Over the past year, one key industry trend has been a retrenchment by big name apparel manufacturers, which have shut down or tried to sell their equipment manufacturing divisions and retreat back to their core expertise.
Earlier this year, for example, Germany's Adidas put its golf equipment assets up for sale. These assets include TaylorMade, which has the world’s leading market share in golf drivers, plus two smaller companies: premium-equipment manufacturer Adams Golf, and Ashworth, which sells golf apparel.
Three months after Adidas said it was pulling out of golf equipment manufacturing, Nike also announced its intention to shut down its golf manufacturing business in early August.
Analysts believe industry consolidation will benefit specialist equipment manufacturers such as Honma and Callaway, which will be able to increase their market share.
They also forecast it will enable them to overcome a major headwind resulting from declining participation rates in developed markets such as the US, where the number of golf players has been dropping for more than a decade. Balancing this is an industry rebound in the number of games played by existing players, which has underpinned recent sales growth.

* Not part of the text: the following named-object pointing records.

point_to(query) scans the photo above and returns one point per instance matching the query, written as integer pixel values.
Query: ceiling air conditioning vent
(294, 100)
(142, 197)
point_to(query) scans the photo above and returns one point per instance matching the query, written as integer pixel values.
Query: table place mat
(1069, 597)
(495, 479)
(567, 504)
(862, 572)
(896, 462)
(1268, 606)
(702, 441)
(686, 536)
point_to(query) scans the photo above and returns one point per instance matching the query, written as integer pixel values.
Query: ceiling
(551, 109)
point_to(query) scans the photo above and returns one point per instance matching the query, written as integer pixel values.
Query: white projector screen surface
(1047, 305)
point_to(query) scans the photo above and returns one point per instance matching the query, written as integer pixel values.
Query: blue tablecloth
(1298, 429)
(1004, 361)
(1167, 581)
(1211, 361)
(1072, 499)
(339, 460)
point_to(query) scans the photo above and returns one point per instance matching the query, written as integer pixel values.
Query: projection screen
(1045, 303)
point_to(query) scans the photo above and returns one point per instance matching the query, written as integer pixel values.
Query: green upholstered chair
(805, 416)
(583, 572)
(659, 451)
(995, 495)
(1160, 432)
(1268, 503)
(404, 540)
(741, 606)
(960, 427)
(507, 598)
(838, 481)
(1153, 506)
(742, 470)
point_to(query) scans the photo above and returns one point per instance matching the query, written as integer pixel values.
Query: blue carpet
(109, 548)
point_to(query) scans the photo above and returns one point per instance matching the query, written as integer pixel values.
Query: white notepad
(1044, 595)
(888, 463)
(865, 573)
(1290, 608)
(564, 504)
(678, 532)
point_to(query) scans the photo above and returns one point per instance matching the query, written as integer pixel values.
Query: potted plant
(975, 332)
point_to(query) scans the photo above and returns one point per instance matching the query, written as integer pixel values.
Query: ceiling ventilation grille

At the end of July, for instance, Callaway reported second quarter net income of $34.1 million on sales of $245.6 million compared to $12.8 million and $230.5 million one year earlier.
The California-based company has said it is not interested in bidding for TaylorMade. Some analysts believe Honma may be a suitor.
Callaway provides the closest comparable for Honma and has had a strong run so far in 2016.
Year-to-date, the stock is up 21.34% and 33.29% over a one-year period. At Monday's close, it was trading on a consensus trailing 12 month P/E multiple of 56.26 times (ttm) according to Bloomberg and a forward multiple of 26.21 times. On a 2017 basis, it is trading at around 28 times.
Honma is being pitched on a ttm multiple of 20 to 25.9 times earnings based on net profits of $33.2 million for the financial year ended March 2016. On a 2016 calendar basis it is being pitched at 18 to 23.5 times and at 14.5 to 18.5 times on an end 2017 calendar basis.
Asian comparables are few and far between. Japanese sports equipment manufacturers such as Yonex and Mizuno are trading at much higher multiples.
The former is currently valued at 38.15 times ttm and 33.13 times on a forward basis according to Bloomberg, while the latter trades at 98.69 times and 24.39 times respectively.
In China, sports shoes and apparel manufacturers such as Li Ning, Anta and X-tep range from the high teens on a ttm basis to over 56 times in the case of Li Ning and a low to mid twenties range on a forward basis.
"Honma is coming at a substantial discount to other best in class brands listed in Hong Kong," said one specialist. "But the company has an acquisition strategy and it wants investors on its side over the longer term. This is a true institutional deal unlike many Hong Kong IPO's these days."
Honma is offering 133.991 million primary shares pre-greenshoe for its IPO, with the standard 90%/10% split.
The price range is being marketed on a range of HK$8.46 to HK$10.98 per share, equating to 22% of the company's enlarged share capital pre-greenshoe.
The greenshoe also consists of primary shares.
Earlier this year, the group sold a 7.5% stake to Fosun International, which is subject to a six-month IPO lock-up. The controlling shareholder is also under a 12-month lock-up
Bookbuilding will close on September 28th with listing scheduled for October 6th.
The US and Japanese investment banks are also acting as bookrunners for a second golf-related IPO for golf ball manufacturer Titlelist, which is owned by Fila Korea and a consortium including Mirae Asset Management and Woori Private Equity.
In mid-June, parent company, Acushnet filed a US IPO application for a deal, which may raise $200 million to $300 million according to US-based analysts.
This story has been updated since first publication with forward valuation multiples.